Para o diretor, o aparente orgulho dos assassinos, que ele chama de "celebração do genocídio", não prova sua alegada monstruosidade --e sim o oposto. Por entenderem a gravidade do que fizeram, inventam um mecanismo de autoengano radical, diz. "É um paradoxo trágico."

Além da atenção da crítica e de prêmios em festivais como o de Berlim, o filme conquistou duas lendas do cinema de não ficção.

O alemão Werner Herzog ("Não vi na última década um filme tão poderoso, surreal e assustador") e o americano Errol Morris" ("Não se parece a nada que já vi") tornaram-se produtores-executivos do longa após assistirem ao trabalho de Oppenheimer.

Na Indonésia, a obra nunca estreou no circuito normal, e a equipe de filmagem local continua anônima, por motivos de segurança. Mas o longa teve dezenas de disputadas exibições clandestinas e reacendeu o debate sobre o que ocorreu no regime --e como seus efeitos persistem.

Segundo Oppenheimer, a obra não é sobre o passado, e sim sobre "o agora".

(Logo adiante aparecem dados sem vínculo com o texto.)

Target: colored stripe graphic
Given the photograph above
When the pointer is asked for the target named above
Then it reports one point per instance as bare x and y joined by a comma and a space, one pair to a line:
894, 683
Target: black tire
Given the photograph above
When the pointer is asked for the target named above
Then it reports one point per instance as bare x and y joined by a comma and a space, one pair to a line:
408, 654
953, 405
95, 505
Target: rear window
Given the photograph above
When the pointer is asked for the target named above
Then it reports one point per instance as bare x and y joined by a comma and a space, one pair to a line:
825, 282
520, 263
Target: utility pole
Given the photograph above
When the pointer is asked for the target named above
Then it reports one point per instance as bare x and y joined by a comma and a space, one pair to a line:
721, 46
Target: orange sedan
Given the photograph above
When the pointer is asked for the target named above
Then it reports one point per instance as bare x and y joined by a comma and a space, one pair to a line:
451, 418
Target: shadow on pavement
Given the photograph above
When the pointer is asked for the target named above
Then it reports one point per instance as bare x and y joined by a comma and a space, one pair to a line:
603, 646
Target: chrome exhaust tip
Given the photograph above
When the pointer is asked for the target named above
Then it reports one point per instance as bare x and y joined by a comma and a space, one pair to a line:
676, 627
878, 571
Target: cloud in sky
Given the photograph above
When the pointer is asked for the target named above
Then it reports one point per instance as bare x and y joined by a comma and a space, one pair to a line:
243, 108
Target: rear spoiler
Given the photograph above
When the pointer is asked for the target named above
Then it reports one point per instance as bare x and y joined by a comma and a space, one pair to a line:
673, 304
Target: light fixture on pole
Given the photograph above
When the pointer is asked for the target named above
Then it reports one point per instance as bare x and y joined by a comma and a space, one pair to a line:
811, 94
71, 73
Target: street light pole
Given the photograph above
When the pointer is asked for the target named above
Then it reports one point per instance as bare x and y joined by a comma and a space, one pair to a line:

Ele conta que militares indonésios disseram recentemente que "é preciso estar prontos para exterminar novos comunistas'". "Questionados sobre quem eram esses, eles disseram: Pessoas que estão se juntando para ver certos filmes'."

DISTORÇÃO

A Embaixada da Indonésia no Brasil afirma que o filme sugere um visão distorcida sobre a questão dos direitos humanos no país. "A Indonésia de hoje não é representada pelo que está no filme", diz Sudaryomo Hartosudarmo, embaixador do país.

Ele também nota que o formato do filme pode dar a "impressão errada" de que se trata de um documentário, quando sua sinopse afirma que ele é baseado nas "histórias, imaginação e memórias" dos torturadores. E diz que, embora o governo indonésio não tenha uma posição oficial, a embaixada respeita a expressão artística de todos, inclusive a do cineasta.